A more appealing option, though less obvious, is Khan on foot, without Moondrakkan. In this configuration, Khan is only 160 points, but retains all of his equipment and special rules except Fleet. That means he and any unit he joins may still Hit and Run and Furious Charge, and Khan still wields the mighty power sword Moonfang, which causes Instant Death on any To Wound roll of 6, regardless of an opponent's Toughness. All this, and under Khan's leadership all squads in his army which possessed Combat Tactics exchange them for the ability to outflank--including squads in dedicated transports! Those are exceptional, completely army-changing special rules, for 45 points more than an similarly-equipped generic-build Captain. They won't be for every player--in which case, 45 points saved is a not-inconsiderable sum--but for a mobility-based Space Marine army, Kor'sarro Khan is the Captain of choice...astride his bike, or not.

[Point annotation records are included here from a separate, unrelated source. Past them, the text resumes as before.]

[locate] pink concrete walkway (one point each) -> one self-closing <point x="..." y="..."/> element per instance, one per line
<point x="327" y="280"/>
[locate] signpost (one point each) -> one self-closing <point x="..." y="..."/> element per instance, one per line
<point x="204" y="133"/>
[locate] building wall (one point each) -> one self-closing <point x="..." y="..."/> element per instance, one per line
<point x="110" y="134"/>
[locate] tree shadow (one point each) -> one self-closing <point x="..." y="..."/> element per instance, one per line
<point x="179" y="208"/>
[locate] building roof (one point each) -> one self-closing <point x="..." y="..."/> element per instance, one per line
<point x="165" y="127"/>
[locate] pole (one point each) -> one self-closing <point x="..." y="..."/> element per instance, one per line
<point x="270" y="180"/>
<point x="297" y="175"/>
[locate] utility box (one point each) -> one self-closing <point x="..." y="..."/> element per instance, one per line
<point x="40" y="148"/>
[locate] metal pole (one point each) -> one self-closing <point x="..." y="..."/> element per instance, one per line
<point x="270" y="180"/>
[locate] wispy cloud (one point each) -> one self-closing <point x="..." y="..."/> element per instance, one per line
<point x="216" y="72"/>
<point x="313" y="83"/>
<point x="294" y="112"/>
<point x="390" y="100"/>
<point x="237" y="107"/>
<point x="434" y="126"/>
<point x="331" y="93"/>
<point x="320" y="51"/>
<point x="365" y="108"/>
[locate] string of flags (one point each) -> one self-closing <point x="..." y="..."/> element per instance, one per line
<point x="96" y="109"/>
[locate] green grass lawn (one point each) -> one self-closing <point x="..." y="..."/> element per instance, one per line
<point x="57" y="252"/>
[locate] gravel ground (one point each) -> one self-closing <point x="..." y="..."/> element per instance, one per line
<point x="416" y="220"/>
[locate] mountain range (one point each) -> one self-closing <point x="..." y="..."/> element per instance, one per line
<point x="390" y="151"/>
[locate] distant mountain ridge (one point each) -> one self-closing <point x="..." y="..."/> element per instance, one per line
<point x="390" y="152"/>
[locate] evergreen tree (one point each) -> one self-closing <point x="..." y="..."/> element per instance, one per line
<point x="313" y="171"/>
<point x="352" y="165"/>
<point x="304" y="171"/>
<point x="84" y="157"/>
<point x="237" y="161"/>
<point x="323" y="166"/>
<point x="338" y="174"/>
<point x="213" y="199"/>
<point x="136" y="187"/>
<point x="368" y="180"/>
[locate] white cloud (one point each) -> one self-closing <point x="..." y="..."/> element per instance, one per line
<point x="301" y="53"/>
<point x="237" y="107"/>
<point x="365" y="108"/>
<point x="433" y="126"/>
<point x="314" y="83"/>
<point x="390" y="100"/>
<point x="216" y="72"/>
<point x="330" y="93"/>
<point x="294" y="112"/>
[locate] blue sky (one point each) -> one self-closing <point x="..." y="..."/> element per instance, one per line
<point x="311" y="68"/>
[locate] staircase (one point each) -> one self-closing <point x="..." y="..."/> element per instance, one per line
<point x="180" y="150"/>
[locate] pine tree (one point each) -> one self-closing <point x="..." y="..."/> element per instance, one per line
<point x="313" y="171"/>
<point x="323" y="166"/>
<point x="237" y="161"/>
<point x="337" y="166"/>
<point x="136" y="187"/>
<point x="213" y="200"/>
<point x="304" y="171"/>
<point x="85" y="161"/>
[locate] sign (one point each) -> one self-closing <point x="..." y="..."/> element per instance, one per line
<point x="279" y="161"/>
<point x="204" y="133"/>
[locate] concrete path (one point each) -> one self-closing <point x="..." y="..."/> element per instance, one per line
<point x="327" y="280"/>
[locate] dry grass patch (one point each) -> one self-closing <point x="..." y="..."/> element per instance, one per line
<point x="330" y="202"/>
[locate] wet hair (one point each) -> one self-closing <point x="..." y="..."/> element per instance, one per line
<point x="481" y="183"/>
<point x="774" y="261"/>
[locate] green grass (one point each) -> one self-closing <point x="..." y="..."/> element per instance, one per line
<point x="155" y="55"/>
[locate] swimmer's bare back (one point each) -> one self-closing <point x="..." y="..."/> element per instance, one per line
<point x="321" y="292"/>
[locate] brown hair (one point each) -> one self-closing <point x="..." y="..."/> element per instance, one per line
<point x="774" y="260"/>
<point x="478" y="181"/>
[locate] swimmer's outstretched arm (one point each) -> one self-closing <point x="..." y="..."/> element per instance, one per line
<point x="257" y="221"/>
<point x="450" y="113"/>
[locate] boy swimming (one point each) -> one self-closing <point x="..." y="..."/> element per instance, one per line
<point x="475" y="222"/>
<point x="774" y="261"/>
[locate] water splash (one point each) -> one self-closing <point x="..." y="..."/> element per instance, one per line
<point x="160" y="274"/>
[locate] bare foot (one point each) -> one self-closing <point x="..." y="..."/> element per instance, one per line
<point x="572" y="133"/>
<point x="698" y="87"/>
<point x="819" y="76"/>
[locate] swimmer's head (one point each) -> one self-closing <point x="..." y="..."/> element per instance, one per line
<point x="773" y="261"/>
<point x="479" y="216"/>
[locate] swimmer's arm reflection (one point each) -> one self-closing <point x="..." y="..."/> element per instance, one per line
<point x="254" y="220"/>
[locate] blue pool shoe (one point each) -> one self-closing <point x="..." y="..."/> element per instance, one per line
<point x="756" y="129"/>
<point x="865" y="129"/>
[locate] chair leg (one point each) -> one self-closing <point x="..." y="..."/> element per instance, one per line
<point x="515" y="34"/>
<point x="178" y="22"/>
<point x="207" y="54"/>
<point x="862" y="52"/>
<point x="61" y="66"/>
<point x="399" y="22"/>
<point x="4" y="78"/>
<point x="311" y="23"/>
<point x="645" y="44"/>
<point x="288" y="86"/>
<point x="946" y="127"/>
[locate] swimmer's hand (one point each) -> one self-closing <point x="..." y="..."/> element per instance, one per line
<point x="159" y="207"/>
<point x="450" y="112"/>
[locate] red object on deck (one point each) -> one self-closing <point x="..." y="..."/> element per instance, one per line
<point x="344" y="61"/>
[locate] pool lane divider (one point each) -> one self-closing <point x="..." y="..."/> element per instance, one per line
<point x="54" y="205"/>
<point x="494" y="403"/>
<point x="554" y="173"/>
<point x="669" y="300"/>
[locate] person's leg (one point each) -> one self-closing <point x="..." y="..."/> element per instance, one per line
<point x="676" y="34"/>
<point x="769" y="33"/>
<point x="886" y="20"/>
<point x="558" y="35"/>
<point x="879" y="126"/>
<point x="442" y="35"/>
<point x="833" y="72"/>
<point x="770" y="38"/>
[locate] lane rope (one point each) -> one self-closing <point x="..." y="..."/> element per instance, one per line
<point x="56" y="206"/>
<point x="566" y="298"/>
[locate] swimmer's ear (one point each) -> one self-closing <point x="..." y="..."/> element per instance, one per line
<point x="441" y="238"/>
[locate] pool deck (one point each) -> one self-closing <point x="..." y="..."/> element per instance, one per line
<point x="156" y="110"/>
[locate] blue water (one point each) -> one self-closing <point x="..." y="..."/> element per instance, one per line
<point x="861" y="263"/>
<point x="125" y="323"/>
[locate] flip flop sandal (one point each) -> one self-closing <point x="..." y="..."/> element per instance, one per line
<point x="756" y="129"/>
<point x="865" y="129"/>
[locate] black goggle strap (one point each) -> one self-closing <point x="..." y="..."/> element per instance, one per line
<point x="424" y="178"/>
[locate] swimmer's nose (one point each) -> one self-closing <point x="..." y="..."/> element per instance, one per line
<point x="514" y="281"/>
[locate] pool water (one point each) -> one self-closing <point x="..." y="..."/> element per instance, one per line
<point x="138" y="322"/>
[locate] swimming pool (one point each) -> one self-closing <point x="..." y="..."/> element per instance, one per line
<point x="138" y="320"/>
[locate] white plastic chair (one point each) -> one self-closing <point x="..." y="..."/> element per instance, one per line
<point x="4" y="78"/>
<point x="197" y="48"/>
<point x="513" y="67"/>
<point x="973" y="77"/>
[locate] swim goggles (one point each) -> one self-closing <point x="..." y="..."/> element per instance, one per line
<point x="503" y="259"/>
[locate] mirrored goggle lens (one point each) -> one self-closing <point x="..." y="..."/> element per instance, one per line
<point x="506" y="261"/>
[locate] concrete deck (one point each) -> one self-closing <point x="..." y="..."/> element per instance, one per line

SPACE MARINE CAPTAIN: As with the other HQ options in the new Codex, there is still a place for a custom-built Captain. A player can build a Terminator-armoured or bike-riding Captain with different weapons fit-out and at a significantly-reduced cost from either Lysander or Khan, or one with a jump pack for less than Shrike; a Captain on foot with no more addition than an exchange of his chainsword for a power weapon is still frightfully effective, and only 115 points--130, if upgraded to artificer armour--and of course a player wishing to field a particularly-equipped model (twin lightning claws, as in Sicarius' previous incarnation, spring to mind) fortunately still has this route to go to. At the end of the day, a Captain built from the generic listing is going to be the choice for the player of predominantly shooty armies, both because the template characters all have a close-combat focus and because it is simply more cost-effective, as the points-saved translate to more firepower. Any player considering a 'lead from the front' kind of Space Marine Captain would do well to look at the five Special Characters, and see if any of the bonuses they bring to the table mesh with what the player intends; the bang-for-the-buck difference is considerable.